Rubén me miró con calma, con esa misericordia que no siempre los letrados pueden dar.
—Ahora viene lo difícil —dijo—. Tienes que decidir qué hacer con la denuncia de violencia que ella puso. Y con la operación de esta noche, que nosotros no podemos probar, porque los sicarios viven para desaparecer y el mesero no puede testificar sin revelar su propio empleo ilegal.
—Pero ella intentó matarme.
—Y aún así, en un juzgado, sin testigos ni grabaciones, tu palabra contra la de la madre de tus hijos, con una denuncia previa por violencia… es la palabra de un hombre violento contra una mujer supuestamente víctima. La ley es un campo minado, Rafa. Y Marta llevaba ventaja porque sabía que iba a jugarlo.
Sentí que el piso se abría y me tragaba. ¿Cómo podía ser tan ciego? ¿Cómo había llegado a creer que una familia podía construirse sobre las ruinas de la otra, sin mirar atrás? La noche del restaurante había comenzado como un intento de reconciliación: dos personas que iban a fingir una noche romántica mientras ella tejía los hilos de mi muerte. Yo le había creído a la esperanza una vez más.

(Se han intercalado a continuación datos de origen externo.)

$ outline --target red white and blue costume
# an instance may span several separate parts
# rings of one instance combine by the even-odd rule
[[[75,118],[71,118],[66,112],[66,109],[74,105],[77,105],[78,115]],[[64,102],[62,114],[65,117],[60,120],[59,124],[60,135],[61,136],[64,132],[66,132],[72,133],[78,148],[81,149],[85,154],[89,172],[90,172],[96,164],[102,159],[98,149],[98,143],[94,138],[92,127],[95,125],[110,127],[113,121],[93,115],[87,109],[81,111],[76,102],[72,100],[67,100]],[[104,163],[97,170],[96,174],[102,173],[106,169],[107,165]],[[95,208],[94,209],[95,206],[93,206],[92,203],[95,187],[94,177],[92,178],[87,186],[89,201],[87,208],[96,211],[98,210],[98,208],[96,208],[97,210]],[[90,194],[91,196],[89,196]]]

El plan de la última esperanza
Rubén me contó que tenía un as bajo la manga: una carta del fiscal de la ciudad donde Marta había interpuesto la denuncia falsa. El fiscal había descubierto inconsistencias entre las fechas y los testimonios, y estaba dispuesto a desestimarla si yo cooperaba con una investigación paralela por fraude a la aseguradora.
—¿Eso significa que la puedo desenmascarar?
—Significa que tienes la oportunidad de hacerlo, pero necesitamos que ella se sienta segura de que te mató. Necesitamos una semana. Una semana en la que todos crean que estás perdido para que ella baje la guardia y cometa los errores que necesitamos.
—¿Y mis hijos?
—Los vas a ver. Detrás de ella, protegidos. Pero no puedes llamarlos, ni mandarles mensajes, ni acercarte a ellos. Los tuyos no están al tanto del plan. Los míos, los únicos que saben la verdad… son personas de confianza que han jurado protegerlos.
—Mi hermana…
—Es una pieza clave. Ella también sabe. Y está de acuerdo.
Comprendí en ese instante el precio de la verdad: habría que perderlo todo para recuperarlo. Que nadie te llame por teléfono, que te despidan de la vista de la ciudad, que los diarios publiquen tu desaparición y que todos te den por muerto. La muerte civil antes de la muerte real.
—¿Y qué pasa con Marta?
—Va a venir mañana a la oficina con sus abogados a declarar que no saben dónde estás. Poco después, va a intentar cobrar el seguro. Y cuando lo intente, las cámaras que instalamos en el despacho de la aseguradora van a capturar su actitud, sus gestos, su descuido. Esa grabación es nuestra prueba.
Esa noche, Rubén me dio un nuevo teléfono precargado con números cifrados y un departamento pequeño a nombre de una testaferro. Me llevó a un lugar sin nombre, en el norte lejano, con ventanas sin cortinas y una cama sin sábanas. Me dijo que durmiera.
No dormí.
Pensé en mis hijos, que crecerían una semana sin papá, creyendo que papá era un fantasma que los perseguía en los sueños. Pensé en mi madre, que ese mismo año cumplía ochenta años y cuyo corazón frágil no soportaría mi desaparición sin saber que seguía vivo. Pero Rubén me aseguró que mi hermana le contaría la verdad a mi madre bajo juramento de secreto absoluto, porque a las matriarcas no se les puede robar la esperanza.
También pensé en Marta, en sus ojos claros, en la sonrisa que yo había creído honesta, y en el pozo de maldad que se escondía debajo. Me dije a mí mismo que no debía odiarla, porque el odio es un veneno que se toma uno mismo esperando que muera el otro. Pero la rabia me quemaba por dentro, lenta como brasa.
A las seis de la mañana del día siguiente, Rubén me ordenó apagar el teléfono y salir de la ciudad.